I'm confused as to why you're sure it's correct when firstly, you're not sure what he said, and secondly -- unless I'm mistaken -- you haven't read Worm. Surely you can't know whether the tone of A Cloudy Path matches that of Worm any more than I can, without having actually read both works.

I understand that you really don't like A Cloudy Path, but without even knowing what Wildbow actually said, I can't really address the question of whether or not Wildbow's opinion of that story is evidence that you wouldn't like Worm.

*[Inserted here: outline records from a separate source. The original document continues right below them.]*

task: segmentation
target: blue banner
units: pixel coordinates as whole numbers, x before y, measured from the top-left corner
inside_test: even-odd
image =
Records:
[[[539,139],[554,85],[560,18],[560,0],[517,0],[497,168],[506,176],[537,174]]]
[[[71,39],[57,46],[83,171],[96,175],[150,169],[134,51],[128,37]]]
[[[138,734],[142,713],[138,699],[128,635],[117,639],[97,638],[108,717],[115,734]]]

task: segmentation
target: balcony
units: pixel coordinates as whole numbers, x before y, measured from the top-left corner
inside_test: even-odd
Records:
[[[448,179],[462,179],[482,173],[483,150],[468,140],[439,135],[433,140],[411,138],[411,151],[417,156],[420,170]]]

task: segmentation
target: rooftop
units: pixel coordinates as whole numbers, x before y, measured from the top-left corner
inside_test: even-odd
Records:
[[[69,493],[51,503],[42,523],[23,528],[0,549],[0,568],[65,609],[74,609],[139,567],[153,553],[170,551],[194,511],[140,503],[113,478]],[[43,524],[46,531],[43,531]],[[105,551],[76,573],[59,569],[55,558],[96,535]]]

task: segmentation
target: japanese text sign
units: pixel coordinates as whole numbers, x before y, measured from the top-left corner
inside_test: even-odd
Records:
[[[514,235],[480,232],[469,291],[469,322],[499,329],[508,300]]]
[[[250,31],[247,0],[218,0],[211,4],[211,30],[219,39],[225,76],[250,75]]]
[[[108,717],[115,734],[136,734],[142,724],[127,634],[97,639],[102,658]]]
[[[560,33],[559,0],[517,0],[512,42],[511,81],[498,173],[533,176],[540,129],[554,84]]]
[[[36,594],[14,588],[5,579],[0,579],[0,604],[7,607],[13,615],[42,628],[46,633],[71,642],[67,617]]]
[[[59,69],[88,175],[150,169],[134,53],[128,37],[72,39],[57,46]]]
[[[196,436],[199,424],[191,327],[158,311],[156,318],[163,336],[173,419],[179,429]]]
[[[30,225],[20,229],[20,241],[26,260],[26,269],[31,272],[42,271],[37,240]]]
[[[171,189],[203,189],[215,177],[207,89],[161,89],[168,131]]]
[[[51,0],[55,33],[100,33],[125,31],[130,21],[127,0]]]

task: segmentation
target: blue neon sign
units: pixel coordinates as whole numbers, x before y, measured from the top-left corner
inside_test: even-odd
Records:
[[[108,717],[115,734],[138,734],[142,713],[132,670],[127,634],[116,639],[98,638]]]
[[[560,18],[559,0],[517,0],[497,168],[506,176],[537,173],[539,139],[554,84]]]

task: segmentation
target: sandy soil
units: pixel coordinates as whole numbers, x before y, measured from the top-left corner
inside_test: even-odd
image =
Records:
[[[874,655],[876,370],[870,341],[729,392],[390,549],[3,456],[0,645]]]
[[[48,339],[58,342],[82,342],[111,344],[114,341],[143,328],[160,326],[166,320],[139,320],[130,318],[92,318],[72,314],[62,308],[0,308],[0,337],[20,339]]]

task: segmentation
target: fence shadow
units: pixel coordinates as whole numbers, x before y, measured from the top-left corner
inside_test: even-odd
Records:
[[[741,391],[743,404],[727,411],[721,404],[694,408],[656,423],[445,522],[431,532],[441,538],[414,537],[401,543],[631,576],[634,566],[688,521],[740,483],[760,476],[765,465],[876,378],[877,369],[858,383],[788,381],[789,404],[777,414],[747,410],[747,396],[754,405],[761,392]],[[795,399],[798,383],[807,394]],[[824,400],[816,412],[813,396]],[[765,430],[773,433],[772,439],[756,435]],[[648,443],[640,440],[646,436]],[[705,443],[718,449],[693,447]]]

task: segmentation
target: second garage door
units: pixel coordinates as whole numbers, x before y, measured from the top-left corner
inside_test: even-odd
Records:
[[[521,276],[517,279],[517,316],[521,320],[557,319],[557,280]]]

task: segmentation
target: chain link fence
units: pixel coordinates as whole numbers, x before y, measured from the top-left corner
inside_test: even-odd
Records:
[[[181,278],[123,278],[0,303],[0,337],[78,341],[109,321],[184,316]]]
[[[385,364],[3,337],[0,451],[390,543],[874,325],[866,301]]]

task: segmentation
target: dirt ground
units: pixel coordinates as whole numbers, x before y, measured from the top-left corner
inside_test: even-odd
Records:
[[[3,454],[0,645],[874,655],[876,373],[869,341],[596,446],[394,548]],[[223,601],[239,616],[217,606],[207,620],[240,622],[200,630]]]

Go read the thing, the whole thing, then read it again with the comments from beginning to end (or just skim through the comments if you can't stand to reread it).
Get back to me on this request when you've read Worm. Or, better yet, once you've read Worm, I'll just take your word for it on whether the two stories have similar tone.
 
Gosh, is it derail the thread to whine about ACP time already? Go to Rants and take it to Stories You Gave Up On or the Story Rant thread if you want to bitch about it, Guardian.
 
I'm confused as to why you're sure it's correct when firstly, you're not sure what he said, and secondly -- unless I'm mistaken -- you haven't read Worm. Surely you can't know whether the tone of A Cloudy Path matches that of Worm any more than I can, without having actually read both works.

I understand that you really don't like A Cloudy Path, but without even knowing what Wildbow actually said, I can't really address the question of whether or not Wildbow's opinion of that story is evidence that you wouldn't like Worm.

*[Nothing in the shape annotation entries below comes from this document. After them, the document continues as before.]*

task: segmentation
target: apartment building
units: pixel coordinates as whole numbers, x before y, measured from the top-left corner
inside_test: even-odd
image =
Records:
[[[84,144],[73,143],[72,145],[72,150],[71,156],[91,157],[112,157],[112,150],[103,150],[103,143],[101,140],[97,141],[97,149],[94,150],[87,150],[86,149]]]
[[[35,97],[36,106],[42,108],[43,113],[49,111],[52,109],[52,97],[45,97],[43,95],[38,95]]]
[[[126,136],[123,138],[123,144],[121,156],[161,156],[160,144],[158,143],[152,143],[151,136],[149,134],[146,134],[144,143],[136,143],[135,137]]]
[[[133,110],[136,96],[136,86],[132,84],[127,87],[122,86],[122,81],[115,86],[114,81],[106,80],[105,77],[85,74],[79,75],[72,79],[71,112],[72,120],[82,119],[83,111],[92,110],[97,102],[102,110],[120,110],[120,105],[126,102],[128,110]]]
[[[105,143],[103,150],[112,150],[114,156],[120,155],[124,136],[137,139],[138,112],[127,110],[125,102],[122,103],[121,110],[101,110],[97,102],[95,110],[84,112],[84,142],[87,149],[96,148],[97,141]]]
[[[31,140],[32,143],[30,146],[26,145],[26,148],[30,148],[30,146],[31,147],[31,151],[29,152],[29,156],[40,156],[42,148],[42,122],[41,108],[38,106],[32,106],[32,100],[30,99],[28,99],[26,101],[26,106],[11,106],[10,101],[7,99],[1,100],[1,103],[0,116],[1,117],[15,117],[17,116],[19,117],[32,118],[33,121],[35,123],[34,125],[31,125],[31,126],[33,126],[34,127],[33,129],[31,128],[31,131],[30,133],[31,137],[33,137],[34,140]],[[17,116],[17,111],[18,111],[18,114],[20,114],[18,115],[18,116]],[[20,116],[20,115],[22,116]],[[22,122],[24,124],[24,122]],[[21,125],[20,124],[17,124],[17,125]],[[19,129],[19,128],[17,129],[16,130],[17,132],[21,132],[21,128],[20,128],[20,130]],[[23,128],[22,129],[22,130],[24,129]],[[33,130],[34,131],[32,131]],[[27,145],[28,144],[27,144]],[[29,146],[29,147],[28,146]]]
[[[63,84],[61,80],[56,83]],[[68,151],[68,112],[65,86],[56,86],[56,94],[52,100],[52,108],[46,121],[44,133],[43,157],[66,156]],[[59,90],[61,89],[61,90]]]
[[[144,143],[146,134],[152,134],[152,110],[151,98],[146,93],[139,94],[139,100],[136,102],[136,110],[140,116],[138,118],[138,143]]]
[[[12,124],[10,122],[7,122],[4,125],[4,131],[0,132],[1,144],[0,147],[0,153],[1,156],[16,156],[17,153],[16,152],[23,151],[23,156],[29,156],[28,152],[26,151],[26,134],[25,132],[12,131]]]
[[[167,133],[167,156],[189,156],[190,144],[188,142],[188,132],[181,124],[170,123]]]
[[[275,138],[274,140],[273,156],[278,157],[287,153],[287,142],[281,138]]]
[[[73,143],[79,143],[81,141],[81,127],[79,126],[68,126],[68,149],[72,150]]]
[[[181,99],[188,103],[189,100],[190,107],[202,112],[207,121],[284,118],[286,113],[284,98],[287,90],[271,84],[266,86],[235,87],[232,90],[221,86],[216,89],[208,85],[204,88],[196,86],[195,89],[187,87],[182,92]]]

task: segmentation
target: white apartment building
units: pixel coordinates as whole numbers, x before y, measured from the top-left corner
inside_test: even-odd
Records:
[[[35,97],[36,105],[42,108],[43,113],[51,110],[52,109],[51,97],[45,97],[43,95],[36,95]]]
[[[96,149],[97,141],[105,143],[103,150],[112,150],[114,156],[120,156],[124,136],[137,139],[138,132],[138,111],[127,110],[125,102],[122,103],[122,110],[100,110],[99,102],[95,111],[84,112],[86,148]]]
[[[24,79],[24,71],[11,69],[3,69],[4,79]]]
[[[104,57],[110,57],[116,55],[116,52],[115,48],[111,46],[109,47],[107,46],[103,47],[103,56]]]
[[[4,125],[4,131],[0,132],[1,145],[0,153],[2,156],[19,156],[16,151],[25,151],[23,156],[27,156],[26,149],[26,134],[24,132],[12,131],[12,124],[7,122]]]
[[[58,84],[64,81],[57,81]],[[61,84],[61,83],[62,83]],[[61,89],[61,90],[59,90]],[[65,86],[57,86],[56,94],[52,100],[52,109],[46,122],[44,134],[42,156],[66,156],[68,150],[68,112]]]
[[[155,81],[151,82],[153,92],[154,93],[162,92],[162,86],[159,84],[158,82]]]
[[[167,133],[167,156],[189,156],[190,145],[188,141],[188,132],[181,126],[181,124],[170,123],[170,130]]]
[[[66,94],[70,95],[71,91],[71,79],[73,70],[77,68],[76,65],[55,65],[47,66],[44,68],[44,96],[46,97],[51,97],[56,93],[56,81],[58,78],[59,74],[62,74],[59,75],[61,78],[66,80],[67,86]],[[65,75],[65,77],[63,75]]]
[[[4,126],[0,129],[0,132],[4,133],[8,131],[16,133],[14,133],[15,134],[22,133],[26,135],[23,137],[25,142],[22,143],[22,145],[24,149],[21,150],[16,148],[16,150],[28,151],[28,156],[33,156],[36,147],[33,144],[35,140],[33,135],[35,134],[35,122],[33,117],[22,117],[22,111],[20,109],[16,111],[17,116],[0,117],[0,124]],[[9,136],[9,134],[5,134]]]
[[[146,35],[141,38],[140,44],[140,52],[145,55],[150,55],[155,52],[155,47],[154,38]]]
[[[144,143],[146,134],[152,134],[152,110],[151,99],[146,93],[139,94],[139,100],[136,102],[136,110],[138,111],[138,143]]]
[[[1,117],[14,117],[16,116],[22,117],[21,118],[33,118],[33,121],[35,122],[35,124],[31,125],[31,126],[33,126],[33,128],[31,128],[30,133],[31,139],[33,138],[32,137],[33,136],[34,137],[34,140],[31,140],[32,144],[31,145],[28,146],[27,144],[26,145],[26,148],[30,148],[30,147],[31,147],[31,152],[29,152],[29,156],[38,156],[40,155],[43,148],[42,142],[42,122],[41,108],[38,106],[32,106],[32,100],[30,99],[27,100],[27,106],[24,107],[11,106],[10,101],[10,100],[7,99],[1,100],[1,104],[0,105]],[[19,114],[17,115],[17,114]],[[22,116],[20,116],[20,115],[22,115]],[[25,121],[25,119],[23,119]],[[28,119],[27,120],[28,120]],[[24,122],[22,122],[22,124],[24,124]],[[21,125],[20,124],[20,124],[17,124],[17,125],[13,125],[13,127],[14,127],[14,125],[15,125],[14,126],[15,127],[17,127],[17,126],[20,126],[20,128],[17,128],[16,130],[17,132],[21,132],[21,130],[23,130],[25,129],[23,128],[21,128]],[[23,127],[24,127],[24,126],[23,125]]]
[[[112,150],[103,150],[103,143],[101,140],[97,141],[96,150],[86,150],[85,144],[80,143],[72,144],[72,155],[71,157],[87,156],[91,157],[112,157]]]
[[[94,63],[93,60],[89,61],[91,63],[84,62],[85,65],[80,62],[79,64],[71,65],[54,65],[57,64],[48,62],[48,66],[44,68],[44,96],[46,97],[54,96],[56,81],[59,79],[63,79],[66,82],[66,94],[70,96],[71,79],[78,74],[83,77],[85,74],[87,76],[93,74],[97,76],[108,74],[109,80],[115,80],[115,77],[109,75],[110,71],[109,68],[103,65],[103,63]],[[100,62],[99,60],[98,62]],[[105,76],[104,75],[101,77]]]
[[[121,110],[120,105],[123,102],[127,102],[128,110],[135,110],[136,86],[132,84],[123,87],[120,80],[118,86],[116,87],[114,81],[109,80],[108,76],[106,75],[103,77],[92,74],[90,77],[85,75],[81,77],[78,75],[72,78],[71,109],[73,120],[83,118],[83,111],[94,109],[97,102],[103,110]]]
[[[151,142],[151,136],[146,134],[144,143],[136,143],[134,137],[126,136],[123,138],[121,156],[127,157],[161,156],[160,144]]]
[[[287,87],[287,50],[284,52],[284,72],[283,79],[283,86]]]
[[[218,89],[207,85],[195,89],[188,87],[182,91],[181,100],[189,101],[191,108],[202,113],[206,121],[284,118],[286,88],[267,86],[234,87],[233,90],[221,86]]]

Reading the plot summary is enough to tell you the general tone of a story like Worm. And when everyone tells you that a fic gets canon Taylor bang-on, and what you know agrees, that's enough grounds to agree with their claim. If we all had to test out everything completely rational that we hear in lecture ourselves, stuff that agrees with what we already know from reputable sources, science would never go anywhere.

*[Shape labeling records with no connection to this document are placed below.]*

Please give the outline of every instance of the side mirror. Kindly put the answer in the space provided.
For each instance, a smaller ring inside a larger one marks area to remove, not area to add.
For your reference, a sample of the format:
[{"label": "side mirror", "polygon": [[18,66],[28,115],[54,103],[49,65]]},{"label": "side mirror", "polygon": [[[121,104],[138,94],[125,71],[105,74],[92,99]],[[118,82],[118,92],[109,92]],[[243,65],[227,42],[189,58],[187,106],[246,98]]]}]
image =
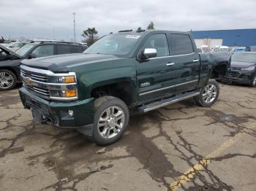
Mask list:
[{"label": "side mirror", "polygon": [[29,57],[28,57],[29,59],[32,59],[32,58],[37,58],[37,55],[35,54],[33,54],[33,53],[29,54]]},{"label": "side mirror", "polygon": [[156,57],[157,55],[157,49],[155,48],[146,48],[141,52],[142,59],[148,59],[150,58]]}]

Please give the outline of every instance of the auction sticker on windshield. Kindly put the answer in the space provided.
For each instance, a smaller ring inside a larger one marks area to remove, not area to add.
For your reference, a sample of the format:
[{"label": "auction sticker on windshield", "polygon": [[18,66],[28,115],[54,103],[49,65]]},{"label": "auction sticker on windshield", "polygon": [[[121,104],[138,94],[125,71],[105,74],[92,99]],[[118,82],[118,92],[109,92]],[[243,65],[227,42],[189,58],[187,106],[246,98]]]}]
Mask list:
[{"label": "auction sticker on windshield", "polygon": [[138,38],[140,38],[140,35],[128,34],[125,38],[138,39]]}]

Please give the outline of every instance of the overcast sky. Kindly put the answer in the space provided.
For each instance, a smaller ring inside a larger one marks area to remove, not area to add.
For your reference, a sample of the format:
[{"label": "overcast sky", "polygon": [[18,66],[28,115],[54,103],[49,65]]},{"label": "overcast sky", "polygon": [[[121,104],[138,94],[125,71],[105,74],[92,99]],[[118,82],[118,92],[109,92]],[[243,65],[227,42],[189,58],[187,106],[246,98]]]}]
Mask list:
[{"label": "overcast sky", "polygon": [[256,28],[255,0],[1,0],[0,36],[55,38],[76,36],[96,27],[98,36],[122,29],[193,31]]}]

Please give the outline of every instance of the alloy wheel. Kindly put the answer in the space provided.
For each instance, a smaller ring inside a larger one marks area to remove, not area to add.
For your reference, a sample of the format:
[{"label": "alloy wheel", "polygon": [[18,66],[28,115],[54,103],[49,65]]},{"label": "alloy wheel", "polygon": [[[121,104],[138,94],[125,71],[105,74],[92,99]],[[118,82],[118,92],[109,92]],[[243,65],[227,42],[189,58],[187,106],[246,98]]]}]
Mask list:
[{"label": "alloy wheel", "polygon": [[209,84],[203,90],[203,99],[206,103],[210,104],[215,100],[217,95],[217,87],[213,84]]},{"label": "alloy wheel", "polygon": [[13,77],[5,71],[0,72],[0,88],[7,89],[13,84]]},{"label": "alloy wheel", "polygon": [[104,139],[111,139],[119,133],[124,124],[124,111],[118,106],[107,108],[100,115],[97,130]]}]

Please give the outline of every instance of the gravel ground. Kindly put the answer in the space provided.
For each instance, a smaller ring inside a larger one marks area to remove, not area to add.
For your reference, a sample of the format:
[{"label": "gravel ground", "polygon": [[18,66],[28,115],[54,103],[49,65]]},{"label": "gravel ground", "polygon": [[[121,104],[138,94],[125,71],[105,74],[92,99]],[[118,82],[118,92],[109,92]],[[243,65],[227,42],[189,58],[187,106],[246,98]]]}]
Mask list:
[{"label": "gravel ground", "polygon": [[220,87],[211,108],[187,100],[132,116],[105,147],[34,125],[18,88],[0,92],[0,190],[256,190],[256,89]]}]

Google "wildbow" "cloudy path" "similar", or replace "similar" with "tone" and you'll end up with many examples of people who have presumably read both saying they are similar.

Gosh, is it derail the thread to whine about ACP time already? Go to Rants and take it to Stories You Gave Up On or the Story Rant thread if you want to bitch about it, Guardian.

One of the earliest/largest/most influential fanfics crashing and burning so hard that it makes a notable chunk of the fandom paranoid of long fics set in it is extremely relevant to people's perceptions of what happened in Worm.

If your memories of Worm haven't been colored at all by fanon yet, I commend you for memory kung-fu.
 
Reading the plot summary is enough to tell you the general tone of a story like Worm.
I suspect we may have different ideas of what is meant by "tone," if you feel it can be inferred from a plot summary.

Google "wildbow" "cloudy path" "similar", or replace "similar" with "tone" and you'll end up with many examples of people who have presumably read both saying they are similar.
Sure, but I notice that a lot of your complaints had to do with characterization and pacing, which are not at all the same thing. That's one reason why I wanted to know what Wildbow had actually said, and part of why I'm skeptical of your reasoning behind judging Worm based on a reading of A Cloudy Path.


Edit:
One of the earliest/largest/most influential fanfics crashing and burning so hard that it makes a notable chunk of the fandom paranoid of long fics set in it is extremely relevant to people's perceptions of what happened in Worm.
Just as a side note: I had never heard of this story before coming to this thread, and I've read and gone looking for a fair amount of fanfic in the four or five years since I finished reading Worm.